Sam's membership leads to "insane" paper purchases 

"Sam's Syndrome" studied by local psychologist

"Sam's Syndrome" studied by local psychologist

Madison resident Fran Conway has stocked up on paper products to an "insane" level since purchasing a Sam's Club membership several months ago, family members say. The warehouse store division of Wal-Mart is known for selling bulk quantities of staple items.

"How many rolls of paper towels do we need?" Fran's husband Ron said last week when he discovered what appeared to be a barricade of towels in a utility closet in the kitchen. "There must be a couple of hundred rolls here. What is that? Five years' supply?
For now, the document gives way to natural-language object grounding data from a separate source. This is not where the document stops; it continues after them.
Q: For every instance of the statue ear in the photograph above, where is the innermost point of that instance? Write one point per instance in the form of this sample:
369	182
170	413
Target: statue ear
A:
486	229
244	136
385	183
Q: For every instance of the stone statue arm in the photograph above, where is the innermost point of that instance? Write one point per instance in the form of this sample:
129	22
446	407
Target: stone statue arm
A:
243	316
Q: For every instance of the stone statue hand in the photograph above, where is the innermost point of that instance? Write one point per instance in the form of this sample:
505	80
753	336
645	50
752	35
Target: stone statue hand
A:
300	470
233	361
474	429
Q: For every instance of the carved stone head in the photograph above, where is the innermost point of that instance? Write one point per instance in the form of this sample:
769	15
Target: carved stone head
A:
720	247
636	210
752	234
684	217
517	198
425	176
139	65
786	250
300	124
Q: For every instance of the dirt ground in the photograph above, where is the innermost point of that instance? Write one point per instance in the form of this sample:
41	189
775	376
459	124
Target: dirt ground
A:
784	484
This is insane."

The couple's children, William, 13, and Valerie, 16, had also noticed a similar surfeit of toilet paper in each of the two and a half baths of the Conways' house.

"Mom must think the whole family is going to get some debilitating three-month attack of diarrhea," Valerie said, noting that both the closet and the undersink storage areas in the hall bathroom were jam-packed with rolls of Sam's house brand of tissue.
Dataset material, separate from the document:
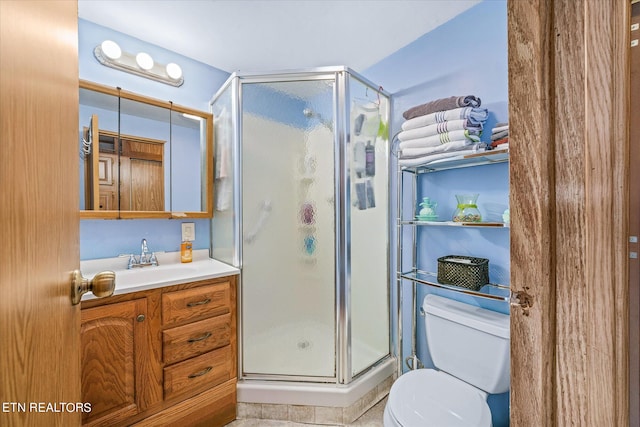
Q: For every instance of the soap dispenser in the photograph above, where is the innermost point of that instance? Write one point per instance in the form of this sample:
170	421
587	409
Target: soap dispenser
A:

Making large bulk purchases is a new area of study in psychology, says Professor Douglas Salazar of Tennessee State University.

"We're just now beginning to understand what the ability to buy in bulk does to the human psyche," he says. "Sometimes people fill their entire houses with large cartons of household items."

In a paper last year in the Annals of Psychology, Salazar dubbed the purchasing of huge amounts of products "Sam's Syndrome," and recommended that out-of-control bulk purchasers seek treatment.

But Fran Conway insists that the purchases she made were not only reasonable, but also economical in the long run.

"Toilet paper and paper towels don't go to waste. You always use all that you buy," she said, her voice muffled from behind a stack of 48-roll Bounty towel cartons.

(The Fabricator is satire. Don't believe everything you read.)